Algunos días Piscis entraba en la sala de costura, y sin decir nada aguardaba sentado un rato, no muy largo casi nunca, porque abrigaba vehementes sospechas de que las costureras se reían de él, y esto le tenía sobresaltado y en brasas. Cuando le parecía llegado el momento oportuno, o porque observase síntomas de cansancio en Pablo o por cualquier otra circunstancia que no está a nuestro alcance, se levantaba del asiento y hacía una seña con la mano a su amigo silbando al mismo tiempo. Y esto porque se entendían mucho mejor con silbidos que con palabras. Ambos sentían aversión por el sonido articulado, sobre todo Piscis, y escatimaban su empleo. Mas a Pablito lo mismo le daban ya pitos que flautas.

– Hombre, Piscis… ¡tengo una pereza!… ¿Quieres hacerme el favor de ir a la cuadra y decirle a Pepe que le dé otra untura de aceite al Romero?

– Yo se la daré— respondía con semblante fosco Piscis.

– Bueno, Piscis, muchas gracias… Adiós… No dejes de venir mañana, ¿eh?… Puede que salga a caballo.

Decía esto con gran dulzura y amabilidad, para desagraviarle. Piscis mascullaba unas «buenas tardes» sin volverse hacia los circunstantes, y salía con los ojos torcidos, más feo y endemoniado que nunca. Al día siguiente lo mismo. A pesar de la veneración que Pablito le inspiraba Piscis llegó a presumir que le gustaba una de las costureras. ¿Cuál? Su perspicacia no llegaba a resolverlo.

Comenzaron de nuevo su cántico las jóvenes, pero al llegar a aquello de

Sólo tú, mujer divina,

rezarás una plegaria

en mi tumba solitaria, etc.


Pablito soltó otro berrido estridente y atronador. Vuelta a la risa. Venturita se puso seria.

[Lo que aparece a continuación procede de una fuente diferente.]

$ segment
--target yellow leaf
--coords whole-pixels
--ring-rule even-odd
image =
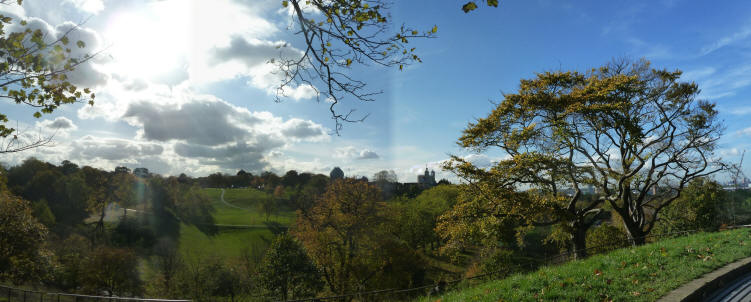
[[[349,66],[350,64],[352,64],[352,59],[347,59],[347,66]]]
[[[287,1],[282,1],[282,6],[283,6],[283,7],[287,7],[287,5],[289,5],[289,2],[287,2]]]
[[[430,32],[432,32],[432,33],[438,32],[438,25],[434,25],[433,29]]]

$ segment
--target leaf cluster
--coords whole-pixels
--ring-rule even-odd
[[[20,5],[21,1],[18,3]],[[77,29],[73,27],[54,37],[42,29],[32,29],[26,20],[0,15],[0,98],[35,108],[33,116],[36,118],[52,113],[64,104],[86,102],[93,105],[95,94],[88,88],[78,87],[68,77],[70,72],[92,58],[90,54],[73,55],[74,49],[86,48],[85,42],[69,38],[69,34]],[[2,138],[17,132],[6,125],[8,121],[8,116],[0,113]],[[16,135],[10,140],[19,143]],[[34,147],[44,143],[40,140],[29,145]],[[25,149],[25,145],[10,144],[0,152]]]

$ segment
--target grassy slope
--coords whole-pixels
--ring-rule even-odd
[[[654,301],[749,256],[751,229],[702,233],[545,267],[421,301]]]
[[[258,199],[266,197],[266,193],[255,189],[226,189],[224,200],[230,204],[243,207],[238,209],[224,205],[219,197],[220,189],[205,189],[209,197],[214,200],[214,219],[217,224],[234,225],[263,225],[265,216],[258,210]],[[295,213],[280,211],[272,215],[269,221],[289,225],[294,221]],[[194,226],[182,225],[180,228],[180,250],[183,253],[199,253],[204,255],[233,258],[240,255],[243,249],[250,246],[268,246],[274,235],[264,227],[247,229],[220,229],[219,234],[207,236]]]
[[[220,201],[220,189],[206,189],[206,193],[214,200],[214,219],[217,224],[258,225],[266,221],[266,216],[259,210],[259,200],[268,198],[268,194],[255,189],[226,189],[224,200],[232,205],[243,208],[228,207]],[[290,225],[295,220],[295,212],[280,209],[269,217],[283,225]]]

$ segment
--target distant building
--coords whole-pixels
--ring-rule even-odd
[[[417,183],[426,189],[435,187],[437,184],[435,181],[435,171],[428,171],[428,168],[426,167],[425,174],[417,175]]]
[[[743,177],[742,180],[739,180],[737,183],[733,181],[726,182],[723,186],[723,189],[726,191],[735,191],[738,190],[749,190],[751,189],[751,179],[748,179],[748,177]]]
[[[331,170],[331,173],[329,173],[329,178],[331,178],[331,180],[342,179],[344,178],[344,171],[339,167],[334,167],[334,169]]]

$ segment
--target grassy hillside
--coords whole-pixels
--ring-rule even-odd
[[[216,212],[214,219],[220,225],[248,225],[246,228],[220,227],[219,233],[207,236],[196,227],[182,225],[180,228],[180,250],[182,253],[203,254],[222,258],[240,256],[244,249],[251,246],[265,248],[274,238],[271,229],[264,223],[272,222],[284,226],[294,222],[295,213],[280,209],[266,221],[265,215],[259,210],[261,198],[268,198],[268,194],[255,189],[225,189],[224,200],[221,202],[220,189],[205,189],[214,201]],[[234,206],[234,207],[233,207]]]
[[[751,256],[751,229],[701,233],[544,267],[420,301],[654,301]]]
[[[255,189],[225,189],[224,201],[221,202],[221,189],[206,189],[214,200],[214,219],[217,224],[260,225],[266,222],[266,216],[259,210],[260,200],[271,198],[266,192]],[[289,225],[295,220],[295,212],[280,208],[269,217],[269,221]]]

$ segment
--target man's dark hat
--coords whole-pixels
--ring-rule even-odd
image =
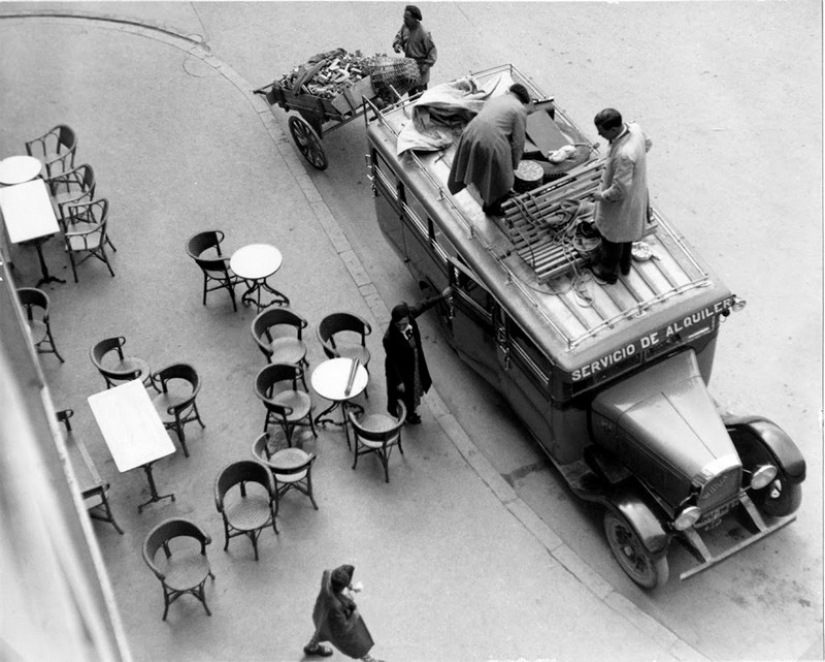
[[[351,565],[342,565],[332,571],[329,578],[329,583],[335,593],[340,593],[352,582],[352,574],[355,572],[355,567]]]
[[[409,314],[410,314],[410,307],[406,303],[399,303],[390,312],[390,319],[393,322],[397,322],[398,320],[402,319],[403,317],[407,317],[407,315],[409,315]]]
[[[404,7],[404,11],[410,12],[410,14],[412,14],[419,21],[422,18],[421,10],[418,7],[416,7],[415,5],[407,5],[406,7]]]

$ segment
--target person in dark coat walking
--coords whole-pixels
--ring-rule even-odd
[[[450,295],[450,288],[417,306],[399,303],[392,309],[390,326],[384,334],[384,371],[387,376],[387,411],[397,416],[396,403],[407,406],[407,422],[417,425],[421,416],[416,409],[433,380],[421,346],[421,331],[415,318]]]
[[[421,23],[421,19],[421,10],[415,5],[407,5],[404,9],[404,24],[392,42],[392,49],[396,53],[403,52],[404,57],[411,58],[418,64],[418,84],[410,88],[411,97],[427,89],[430,69],[438,59],[433,37]]]
[[[501,203],[516,181],[527,137],[527,116],[533,109],[530,94],[521,83],[514,83],[507,94],[484,104],[461,134],[447,180],[450,193],[455,195],[475,184],[484,201],[484,213],[504,214]]]
[[[351,565],[324,570],[321,591],[312,610],[315,634],[304,646],[307,655],[329,657],[332,650],[321,645],[322,641],[328,641],[351,658],[379,662],[370,655],[370,649],[374,645],[372,635],[361,618],[355,601],[345,592],[358,590],[352,587],[354,572],[355,567]]]

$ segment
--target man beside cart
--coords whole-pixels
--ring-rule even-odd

– Mira, Pablo, si has de seguir haciendo payasadas, más vale que te vayas con Piscis.

A su vez Pablito se pone fosco.

– Me iré cuando se me antoje. ¡Siempre has de ser tú la que todo lo eche a perder!

Quería decir con esto el joven Belinchón, que sólo su hermana Ventura se empeñaba en desconocer el ingenio con que el cielo le había dotado. Y así era la verdad. Todas las demás reían alborozadas, como si en vez de un berrido acabasen de escuchar un pasaje de Rabelais. Doña Paula, que sentía por su hijo primogénito admiración idolátrica, y al mismo tiempo guardaba cierto rencor a su hija por sus contestaciones, aunque se hallase grandemente pagada de su hermosura, vino en ayuda de aquél.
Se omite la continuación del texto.